A new Extensive Care service was launched in June this year providing proactive care for elderly and frail patients with two or more long-term conditions, dramatically reducing the need for unplanned hospital visits.

It means patients with multiple conditions, for example, breathing problems and dementia or heart issues, will have a team focussing on their care.

Currently delivered at Moor Park Primary Care Centre in Blackpool and Lytham Primary Care Centre, the funding will pay for more staff and equipment to now spread the pioneering scheme across the Fylde Coast from next April.

There are also additional plans which will see GPs working in neighbourhoods alongside community care and social workers.

Supported by shared electronic care records and a single point of contact for all out-of-hospital services, this will ensure seamless care for every patient across the Fylde Coast.

Welcoming the announcement of the funding, Dr Amanda Doyle, a Blackpool GP and Chief Clinical Officer at NHS Blackpool Clinical Commissioning Group said: “We spend a huge proportion of our funding on hospital services to do things we could do equally well out in the community.

“It is much better if we can keep people well in their own home.

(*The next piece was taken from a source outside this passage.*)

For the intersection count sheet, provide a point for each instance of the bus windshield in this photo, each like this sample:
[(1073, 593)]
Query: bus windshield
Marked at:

A lot of the treatments we deliver in hospital we can do outside hospital equally well.”

She said it was not good for them to be continually admitted into hospital and teamwork between GPs, community services, district nurses, health visitors, mental health nurses physiotherapists and occupational therapists would serve them better and save money.

She said: “This significant investment demonstrates strong support for our plans which we know are ambitious but achievable.

“All the partners involved in the Fylde Coast vanguard are confident we will tackle the challenges and deliver the changes highlighted in the Five Year Forward View for the NHS. They will enable us to empower both staff and patients; engage with carers and care workers; and revolutionise the way healthcare is delivered on the Fylde Coast.”

Dr Tony Naughton, Clinical Chief Officer at NHS Fylde and Wyre CCG, said: “This money will allow us to accelerate the development of new services that we had already planned to deliver over the coming years.

“Among these developments are the introduction of Extensive Care facilities – two of which are already being piloted in Lytham and Blackpool – which looks after the small percentage of the population that is most vulnerable and suffering from multiple long-term health conditions.

“It will also help us significantly change the way that GPs work to offer enhanced services from next April as they will be able to look after those people who are most vulnerable more effectively than they do now.”

“We are of course delighted to have received this funding, which is a ringing endorsement of the way we are looking to change the way we care for patients, empowering them to look after their own health needs while also empowering GPs to do all the good work they are truly capable of.”

Gary Doherty, Chief Executive of Blackpool Teaching Hospitals NHS Foundation Trust, said: “We are delighted that the Fylde coast vanguard bid has been granted this funding.

“We must do more to keep people out of hospital and treat them in or near their homes. Fundamental change will produce better care, better value for money and better health outcomes for local people.”

Samantha Jones, Director – New Care Models Programme at NHS England said: “The changes they have planned will help deliver a raft of benefits for patients, local people and staff.”